Polish government spokesman Piotr Müller slammed the decision, which came a day after Germany’s Ursula von der Leyen was elected as the next president of the European Union’s executive arm.
"It is not a good situation that the European Commission is making such a decision in its old line-up,’ Müller said.
He added: “These are the last months of this Commission, and the new European Commission will start operating in November.
“It’s strange that such a decision is made the day after a new European Commission chief is elected."
The Commission started its procedure against Poland in April.
It argued that new rules have undermined the independence of Polish judges "by not offering necessary guarantees to protect them from political control."
It added that such guarantees were required by the Court of Justice of the European Union.
The Polish government was given two months to provide detailed explanations.
But the commission judged these to be unsatisfactory, and on Wednesday launched the second stage of its proceedings, formally calling on Poland to comply with EU law, state news agency PAP reported.

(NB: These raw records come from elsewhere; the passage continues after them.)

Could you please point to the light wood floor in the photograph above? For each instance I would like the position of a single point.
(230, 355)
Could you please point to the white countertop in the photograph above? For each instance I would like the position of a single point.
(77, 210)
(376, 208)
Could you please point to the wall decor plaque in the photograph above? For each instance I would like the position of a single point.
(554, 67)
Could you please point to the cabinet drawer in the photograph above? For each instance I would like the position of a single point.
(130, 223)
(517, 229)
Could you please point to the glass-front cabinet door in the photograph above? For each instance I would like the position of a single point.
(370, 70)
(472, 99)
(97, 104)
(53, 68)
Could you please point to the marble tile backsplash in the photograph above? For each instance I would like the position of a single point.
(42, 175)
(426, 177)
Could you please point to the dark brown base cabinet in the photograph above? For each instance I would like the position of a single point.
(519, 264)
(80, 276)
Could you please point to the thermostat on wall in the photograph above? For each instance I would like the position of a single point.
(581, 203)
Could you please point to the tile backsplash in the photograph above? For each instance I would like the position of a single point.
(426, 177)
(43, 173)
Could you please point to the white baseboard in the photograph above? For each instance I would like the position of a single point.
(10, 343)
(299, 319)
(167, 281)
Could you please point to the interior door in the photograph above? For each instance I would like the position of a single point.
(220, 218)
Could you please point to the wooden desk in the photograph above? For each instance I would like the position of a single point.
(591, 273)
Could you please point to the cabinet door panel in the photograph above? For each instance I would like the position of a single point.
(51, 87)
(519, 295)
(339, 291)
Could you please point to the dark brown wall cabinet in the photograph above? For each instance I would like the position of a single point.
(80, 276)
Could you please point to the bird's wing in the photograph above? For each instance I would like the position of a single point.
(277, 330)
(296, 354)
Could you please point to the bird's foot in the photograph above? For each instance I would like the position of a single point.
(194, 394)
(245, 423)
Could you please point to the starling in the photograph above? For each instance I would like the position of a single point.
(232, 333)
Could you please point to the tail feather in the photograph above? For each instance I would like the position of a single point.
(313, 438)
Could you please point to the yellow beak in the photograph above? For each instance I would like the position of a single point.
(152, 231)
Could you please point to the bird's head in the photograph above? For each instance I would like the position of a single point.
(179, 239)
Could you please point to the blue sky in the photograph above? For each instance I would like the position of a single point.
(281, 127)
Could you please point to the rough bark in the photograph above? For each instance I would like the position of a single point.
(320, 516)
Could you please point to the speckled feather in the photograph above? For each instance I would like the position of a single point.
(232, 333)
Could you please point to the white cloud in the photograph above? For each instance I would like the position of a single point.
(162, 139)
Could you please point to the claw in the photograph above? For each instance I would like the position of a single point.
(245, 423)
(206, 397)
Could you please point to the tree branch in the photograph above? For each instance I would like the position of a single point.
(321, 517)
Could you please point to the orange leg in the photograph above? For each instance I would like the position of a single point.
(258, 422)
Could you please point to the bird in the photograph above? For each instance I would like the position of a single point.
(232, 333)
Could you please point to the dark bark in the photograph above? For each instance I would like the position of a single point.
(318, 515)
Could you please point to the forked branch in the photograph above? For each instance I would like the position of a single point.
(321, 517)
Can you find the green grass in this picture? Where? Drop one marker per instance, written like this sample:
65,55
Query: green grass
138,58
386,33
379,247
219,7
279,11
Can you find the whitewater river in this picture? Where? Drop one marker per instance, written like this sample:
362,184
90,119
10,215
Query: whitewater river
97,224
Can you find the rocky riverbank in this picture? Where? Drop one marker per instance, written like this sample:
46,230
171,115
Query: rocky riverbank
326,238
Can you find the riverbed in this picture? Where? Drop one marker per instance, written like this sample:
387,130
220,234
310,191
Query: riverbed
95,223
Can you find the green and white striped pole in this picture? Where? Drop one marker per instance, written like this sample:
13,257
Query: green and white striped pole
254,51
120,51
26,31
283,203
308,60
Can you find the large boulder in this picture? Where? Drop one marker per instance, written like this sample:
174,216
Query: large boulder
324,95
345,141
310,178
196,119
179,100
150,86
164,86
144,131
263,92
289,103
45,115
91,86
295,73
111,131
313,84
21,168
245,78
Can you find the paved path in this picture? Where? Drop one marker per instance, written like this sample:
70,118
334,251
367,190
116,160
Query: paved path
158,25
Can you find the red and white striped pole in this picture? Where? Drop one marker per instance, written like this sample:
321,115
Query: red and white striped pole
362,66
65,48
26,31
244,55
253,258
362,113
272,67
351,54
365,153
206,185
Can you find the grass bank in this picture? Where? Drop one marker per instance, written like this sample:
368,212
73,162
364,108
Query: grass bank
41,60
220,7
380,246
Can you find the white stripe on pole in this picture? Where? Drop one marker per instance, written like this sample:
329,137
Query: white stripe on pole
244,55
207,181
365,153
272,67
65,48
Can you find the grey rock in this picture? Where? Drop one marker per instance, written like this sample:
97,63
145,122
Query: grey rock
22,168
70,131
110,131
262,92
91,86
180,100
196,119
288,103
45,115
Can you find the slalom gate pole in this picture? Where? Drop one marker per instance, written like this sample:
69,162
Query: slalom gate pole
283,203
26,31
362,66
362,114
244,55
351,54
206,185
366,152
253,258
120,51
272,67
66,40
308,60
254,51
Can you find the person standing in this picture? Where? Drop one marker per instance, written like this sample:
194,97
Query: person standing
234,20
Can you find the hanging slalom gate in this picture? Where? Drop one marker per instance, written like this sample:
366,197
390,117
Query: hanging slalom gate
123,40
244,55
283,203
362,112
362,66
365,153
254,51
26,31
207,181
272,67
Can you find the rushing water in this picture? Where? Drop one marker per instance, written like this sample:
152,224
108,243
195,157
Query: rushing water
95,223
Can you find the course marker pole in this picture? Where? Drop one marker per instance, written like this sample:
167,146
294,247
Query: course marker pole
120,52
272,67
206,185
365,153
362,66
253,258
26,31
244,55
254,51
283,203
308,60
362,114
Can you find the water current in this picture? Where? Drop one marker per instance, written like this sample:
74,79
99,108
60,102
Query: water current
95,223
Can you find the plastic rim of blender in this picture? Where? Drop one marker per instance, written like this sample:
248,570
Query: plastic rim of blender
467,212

If the EU executive decides that Warsaw has failed to act, it can refer the case to the EU’s top court, PAP added.
Poland's governing Law and Justice party, which came to power in late 2015, has said that sweeping changes are needed to reform an inefficient and sometimes corrupt judicial system tainted by the communist past.
Poland’s prime minister argued in January that some of the legal changes made by his conservative government have met with criticism abroad because they are not understood in Western Europe.